What proportion of patients with heart disease has an access to your center is never asked. CHD occurs with regular impunity across the globe @ 8/1000 or so, with some regional variations in the pattern of the disease. Eighty percent of the births occur in areas of the world with nil to scarce facilities for treatment of CHD. The oft-quoted situation in many parts of the world like Africa, Bangladesh, India, Pakistan, Indonesia with high birth rates, high infant mortality and poor resources hardly needs to be reiterated. Despite competing causes of neonatal mortality in these countries, the absolute number of children dying from heart disease is much more than the rest of the world. Medical care is fractionated in these countries with little overall regulations. Diverse practice patterns prevail with public and private hospitals each trying to serve the population in their best possible ways. The question of access and comparisons becomes relevant then. While no one would wish to lower the quality bar with the excuse of lack of infrastructure, the comparative statistic needs a dose of realism, in both international and local comparisons. While access and excellence are not inversely related, but the force of sheer logistics play a part in the real world settings for many things that matters.
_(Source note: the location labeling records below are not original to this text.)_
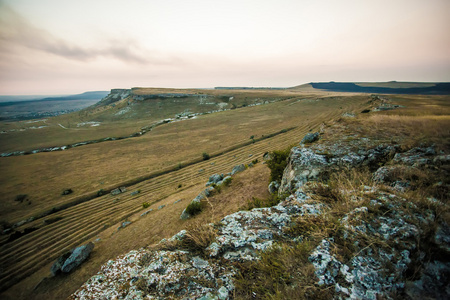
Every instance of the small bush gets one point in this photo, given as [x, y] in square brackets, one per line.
[198, 237]
[194, 208]
[283, 272]
[278, 163]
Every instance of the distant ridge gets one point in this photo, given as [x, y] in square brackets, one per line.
[15, 100]
[442, 88]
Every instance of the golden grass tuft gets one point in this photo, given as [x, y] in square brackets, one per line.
[284, 272]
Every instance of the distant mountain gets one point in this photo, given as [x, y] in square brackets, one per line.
[84, 96]
[392, 87]
[19, 100]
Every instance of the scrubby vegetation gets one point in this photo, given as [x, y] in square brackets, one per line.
[194, 208]
[277, 163]
[205, 156]
[283, 272]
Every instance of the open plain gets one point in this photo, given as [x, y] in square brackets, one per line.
[153, 142]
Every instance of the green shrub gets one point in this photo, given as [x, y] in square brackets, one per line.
[194, 208]
[227, 182]
[278, 163]
[205, 156]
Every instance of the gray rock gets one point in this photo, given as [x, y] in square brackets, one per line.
[237, 169]
[310, 138]
[78, 256]
[57, 265]
[214, 179]
[124, 224]
[434, 282]
[134, 193]
[273, 187]
[118, 191]
[147, 212]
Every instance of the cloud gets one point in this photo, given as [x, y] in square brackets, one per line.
[16, 31]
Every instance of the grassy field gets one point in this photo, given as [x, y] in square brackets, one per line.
[87, 169]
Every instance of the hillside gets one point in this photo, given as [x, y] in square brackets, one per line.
[442, 88]
[361, 217]
[166, 168]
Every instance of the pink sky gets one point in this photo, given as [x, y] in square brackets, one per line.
[63, 47]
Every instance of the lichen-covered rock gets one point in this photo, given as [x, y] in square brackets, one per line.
[158, 275]
[273, 187]
[434, 282]
[368, 253]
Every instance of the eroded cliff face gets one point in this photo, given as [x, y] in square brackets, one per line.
[362, 206]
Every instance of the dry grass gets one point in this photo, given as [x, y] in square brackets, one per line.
[100, 166]
[415, 130]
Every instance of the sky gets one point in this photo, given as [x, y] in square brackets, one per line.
[66, 47]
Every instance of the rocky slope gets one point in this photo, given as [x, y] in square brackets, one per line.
[375, 215]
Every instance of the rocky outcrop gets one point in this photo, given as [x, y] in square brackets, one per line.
[72, 259]
[369, 251]
[310, 138]
[319, 161]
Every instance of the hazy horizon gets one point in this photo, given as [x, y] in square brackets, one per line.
[51, 47]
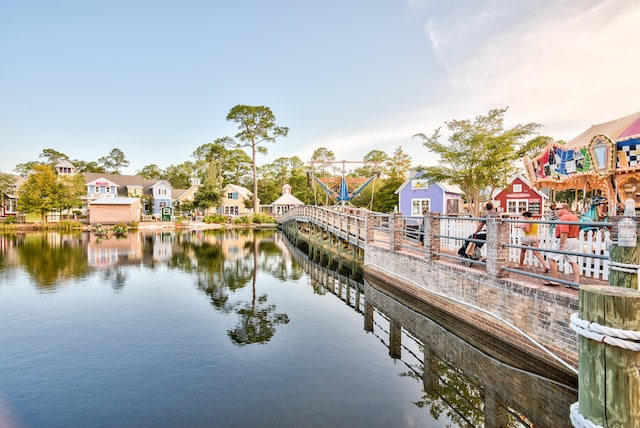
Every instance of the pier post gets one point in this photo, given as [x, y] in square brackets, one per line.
[395, 339]
[431, 242]
[608, 374]
[370, 226]
[395, 231]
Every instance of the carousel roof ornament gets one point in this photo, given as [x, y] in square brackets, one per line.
[603, 150]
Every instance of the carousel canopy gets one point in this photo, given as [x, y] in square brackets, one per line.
[587, 160]
[627, 126]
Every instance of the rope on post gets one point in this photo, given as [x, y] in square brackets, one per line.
[611, 336]
[578, 420]
[625, 267]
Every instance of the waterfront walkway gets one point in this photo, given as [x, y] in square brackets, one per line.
[493, 293]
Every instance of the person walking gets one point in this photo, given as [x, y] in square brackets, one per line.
[566, 240]
[531, 239]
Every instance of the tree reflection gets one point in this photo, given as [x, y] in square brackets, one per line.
[115, 276]
[454, 393]
[49, 257]
[257, 318]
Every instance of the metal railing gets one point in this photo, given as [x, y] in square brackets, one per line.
[361, 227]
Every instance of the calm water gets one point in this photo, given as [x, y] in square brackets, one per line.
[198, 329]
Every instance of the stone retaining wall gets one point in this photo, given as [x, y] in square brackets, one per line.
[543, 314]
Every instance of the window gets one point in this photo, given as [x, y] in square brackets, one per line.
[419, 184]
[419, 205]
[516, 206]
[231, 210]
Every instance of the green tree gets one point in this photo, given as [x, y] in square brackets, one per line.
[257, 126]
[480, 155]
[374, 162]
[151, 172]
[7, 181]
[399, 165]
[181, 176]
[24, 169]
[40, 192]
[237, 168]
[84, 166]
[385, 199]
[322, 157]
[53, 157]
[114, 161]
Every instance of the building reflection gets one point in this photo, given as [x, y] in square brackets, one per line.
[471, 377]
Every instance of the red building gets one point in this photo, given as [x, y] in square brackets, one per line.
[519, 196]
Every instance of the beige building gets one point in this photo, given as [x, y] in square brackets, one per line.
[115, 210]
[234, 200]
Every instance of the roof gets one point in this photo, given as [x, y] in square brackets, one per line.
[115, 201]
[121, 180]
[448, 188]
[184, 194]
[620, 128]
[287, 199]
[242, 191]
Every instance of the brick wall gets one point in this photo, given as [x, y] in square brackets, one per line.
[541, 314]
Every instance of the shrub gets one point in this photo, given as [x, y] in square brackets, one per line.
[215, 218]
[66, 225]
[262, 219]
[243, 219]
[10, 220]
[120, 229]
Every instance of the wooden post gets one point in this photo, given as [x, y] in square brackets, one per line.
[395, 232]
[395, 339]
[431, 243]
[608, 375]
[369, 226]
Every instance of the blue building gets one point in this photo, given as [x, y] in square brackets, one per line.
[417, 195]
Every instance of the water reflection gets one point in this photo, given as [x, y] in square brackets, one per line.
[458, 375]
[221, 262]
[467, 377]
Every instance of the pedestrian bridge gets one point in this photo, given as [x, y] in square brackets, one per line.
[504, 299]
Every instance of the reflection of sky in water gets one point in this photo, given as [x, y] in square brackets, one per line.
[155, 352]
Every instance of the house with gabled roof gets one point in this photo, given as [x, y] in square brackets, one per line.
[518, 196]
[417, 195]
[103, 185]
[234, 201]
[9, 199]
[285, 202]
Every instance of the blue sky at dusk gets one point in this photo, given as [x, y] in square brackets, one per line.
[156, 79]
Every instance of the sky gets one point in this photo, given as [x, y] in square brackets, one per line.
[156, 79]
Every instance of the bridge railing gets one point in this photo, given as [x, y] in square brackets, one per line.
[442, 236]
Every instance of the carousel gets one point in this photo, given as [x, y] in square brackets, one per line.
[603, 162]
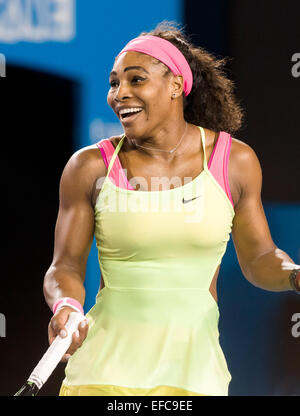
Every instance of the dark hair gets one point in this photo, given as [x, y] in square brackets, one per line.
[211, 102]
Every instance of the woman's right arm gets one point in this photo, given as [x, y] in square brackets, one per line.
[73, 239]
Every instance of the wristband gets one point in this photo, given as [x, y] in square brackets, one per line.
[295, 280]
[72, 303]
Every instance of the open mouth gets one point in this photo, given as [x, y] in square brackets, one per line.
[129, 113]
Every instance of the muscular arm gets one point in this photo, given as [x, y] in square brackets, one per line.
[261, 261]
[74, 230]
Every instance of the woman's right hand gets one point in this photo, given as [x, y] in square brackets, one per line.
[57, 327]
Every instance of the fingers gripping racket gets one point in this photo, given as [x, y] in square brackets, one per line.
[51, 358]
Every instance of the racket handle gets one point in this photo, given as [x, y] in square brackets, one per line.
[55, 352]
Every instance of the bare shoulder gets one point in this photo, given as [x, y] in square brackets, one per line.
[244, 168]
[86, 160]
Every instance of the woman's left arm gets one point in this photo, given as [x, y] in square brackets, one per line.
[261, 261]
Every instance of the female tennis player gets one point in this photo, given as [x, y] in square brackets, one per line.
[161, 200]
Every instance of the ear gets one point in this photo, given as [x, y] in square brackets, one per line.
[177, 86]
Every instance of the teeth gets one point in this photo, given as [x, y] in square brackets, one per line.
[130, 110]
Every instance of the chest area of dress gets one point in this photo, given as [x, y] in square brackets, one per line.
[153, 176]
[192, 216]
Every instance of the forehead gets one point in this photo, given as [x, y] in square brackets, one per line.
[133, 58]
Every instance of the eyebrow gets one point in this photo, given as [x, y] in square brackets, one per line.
[128, 68]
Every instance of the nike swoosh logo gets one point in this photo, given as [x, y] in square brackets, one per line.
[184, 201]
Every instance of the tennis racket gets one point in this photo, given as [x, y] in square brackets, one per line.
[51, 358]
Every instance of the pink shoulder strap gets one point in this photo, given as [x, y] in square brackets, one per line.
[218, 162]
[116, 173]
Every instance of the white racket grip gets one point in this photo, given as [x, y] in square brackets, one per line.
[55, 352]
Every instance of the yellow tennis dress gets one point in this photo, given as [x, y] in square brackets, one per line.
[154, 327]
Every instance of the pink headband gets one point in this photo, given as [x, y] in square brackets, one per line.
[167, 53]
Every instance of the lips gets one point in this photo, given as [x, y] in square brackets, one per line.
[129, 114]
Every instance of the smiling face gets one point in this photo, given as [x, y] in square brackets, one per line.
[140, 94]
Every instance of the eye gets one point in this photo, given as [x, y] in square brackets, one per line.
[113, 83]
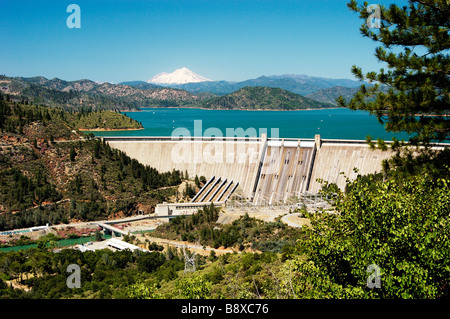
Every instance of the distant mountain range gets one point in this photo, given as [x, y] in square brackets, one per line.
[263, 98]
[190, 81]
[180, 76]
[318, 88]
[292, 92]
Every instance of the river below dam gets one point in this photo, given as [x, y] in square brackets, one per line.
[329, 123]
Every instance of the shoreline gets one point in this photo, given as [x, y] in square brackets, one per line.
[208, 109]
[109, 129]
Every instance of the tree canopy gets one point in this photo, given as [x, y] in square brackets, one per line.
[414, 44]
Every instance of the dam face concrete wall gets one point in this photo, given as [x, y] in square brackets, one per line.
[236, 160]
[334, 157]
[267, 170]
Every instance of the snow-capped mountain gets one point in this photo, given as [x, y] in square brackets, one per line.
[180, 76]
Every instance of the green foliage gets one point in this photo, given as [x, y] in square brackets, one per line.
[38, 177]
[193, 287]
[401, 225]
[253, 98]
[203, 227]
[105, 120]
[413, 94]
[140, 290]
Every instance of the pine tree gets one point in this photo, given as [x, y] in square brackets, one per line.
[413, 94]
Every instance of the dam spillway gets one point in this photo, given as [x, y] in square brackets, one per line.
[266, 170]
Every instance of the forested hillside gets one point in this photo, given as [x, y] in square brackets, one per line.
[263, 98]
[51, 172]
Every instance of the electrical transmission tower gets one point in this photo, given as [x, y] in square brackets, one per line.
[189, 261]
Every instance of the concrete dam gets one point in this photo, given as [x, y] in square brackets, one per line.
[267, 171]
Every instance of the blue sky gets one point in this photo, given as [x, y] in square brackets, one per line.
[230, 40]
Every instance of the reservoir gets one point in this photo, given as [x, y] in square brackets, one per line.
[336, 123]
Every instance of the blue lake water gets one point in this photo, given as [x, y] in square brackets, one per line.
[329, 123]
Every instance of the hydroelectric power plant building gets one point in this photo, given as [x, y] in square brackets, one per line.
[264, 170]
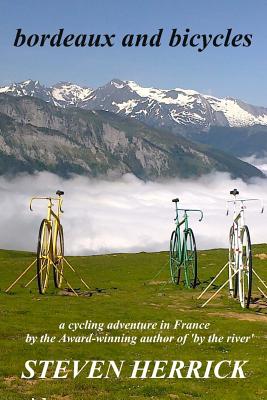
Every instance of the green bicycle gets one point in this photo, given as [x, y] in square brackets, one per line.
[183, 252]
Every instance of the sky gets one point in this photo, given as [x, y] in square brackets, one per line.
[235, 72]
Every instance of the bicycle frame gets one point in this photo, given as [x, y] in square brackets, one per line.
[52, 217]
[181, 249]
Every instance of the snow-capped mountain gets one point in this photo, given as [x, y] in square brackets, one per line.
[62, 94]
[178, 110]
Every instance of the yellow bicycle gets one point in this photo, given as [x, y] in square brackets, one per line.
[50, 247]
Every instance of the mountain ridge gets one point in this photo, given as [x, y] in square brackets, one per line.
[36, 135]
[178, 110]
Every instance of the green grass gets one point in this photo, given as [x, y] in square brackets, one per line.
[135, 290]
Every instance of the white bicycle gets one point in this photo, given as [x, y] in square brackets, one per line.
[240, 253]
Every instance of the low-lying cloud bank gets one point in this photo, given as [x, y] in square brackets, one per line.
[127, 215]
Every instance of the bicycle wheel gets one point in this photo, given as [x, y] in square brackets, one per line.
[174, 258]
[190, 259]
[245, 272]
[43, 256]
[233, 264]
[58, 257]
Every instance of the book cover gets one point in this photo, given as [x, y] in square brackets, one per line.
[133, 142]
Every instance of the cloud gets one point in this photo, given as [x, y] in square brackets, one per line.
[127, 215]
[260, 163]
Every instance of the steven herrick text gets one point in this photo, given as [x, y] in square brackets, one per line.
[139, 369]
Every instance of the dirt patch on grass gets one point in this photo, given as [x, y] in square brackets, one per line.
[261, 256]
[241, 317]
[157, 282]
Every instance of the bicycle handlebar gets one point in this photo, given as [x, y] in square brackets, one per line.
[191, 210]
[49, 199]
[244, 200]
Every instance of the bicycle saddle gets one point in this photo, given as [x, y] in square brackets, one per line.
[234, 192]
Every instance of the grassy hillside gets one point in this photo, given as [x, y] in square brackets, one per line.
[133, 287]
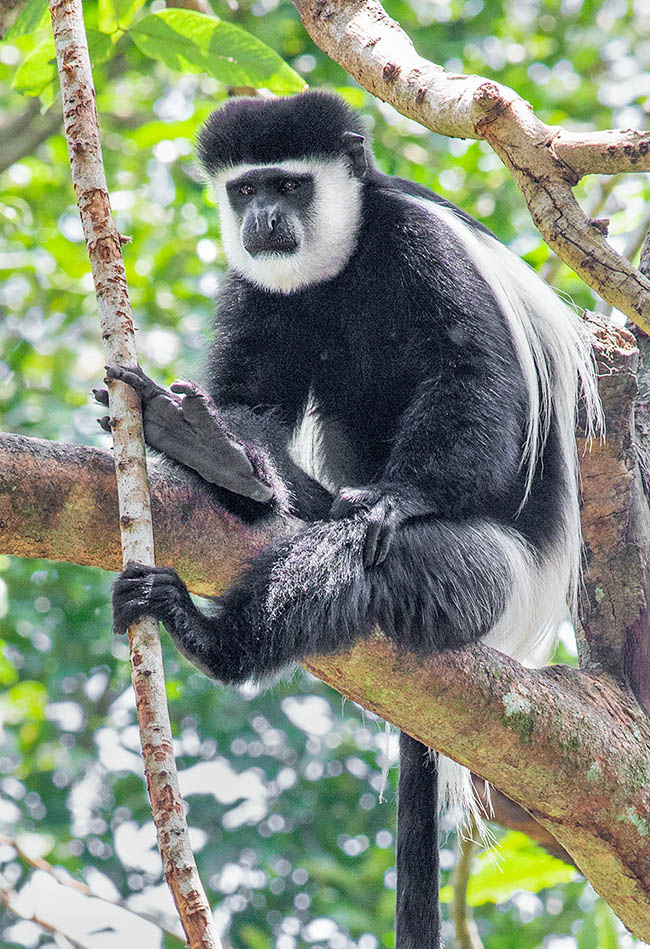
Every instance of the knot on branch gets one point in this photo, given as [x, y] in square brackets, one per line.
[391, 72]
Access without excellence is void, but excellence without access (or very limited access) is a pretense. Which is more successful center-one with a 2% mortality of TOF and catering to a population of less than 2%, or one with a mortality of 4% and accessible to 30% of the population? While no one center alone can solve the problem of the population, such a hypothetical question raises many important, even if somewhat unsolvable issues. The tertiary care centers in large parts of the world are overburdened and face unique problems of their own which is not translatable in the standard scores. Each center must think globally, but act locally to solve the immediate concerns and priorities. In doing so, they need algorithms which may not fit the standard beaten track. It is as if we live in two (or many) parallel worlds with the ability to see each other, but only occasionally shake hands. There are several related issues responsible for this state of affairs. High cost of care encourage limited access and "Boutique medicine,"  and inappropriate use of technology hikes the cost.  A right choice of technology is very important in the entire gamut of issues.
While a technically competent pediatric cardiologist, surgeon, or anesthetist is not any more likely to be socially insensitive, sometimes the primary pursuit of technology becomes an end in itself, bereft of relevance and perspective of one's own population and priority. The term "a technologically competent and socially sensitive medical professional" must not be an oxymoron. Access, equity, and excellence and not mere "technical excellence" should define success.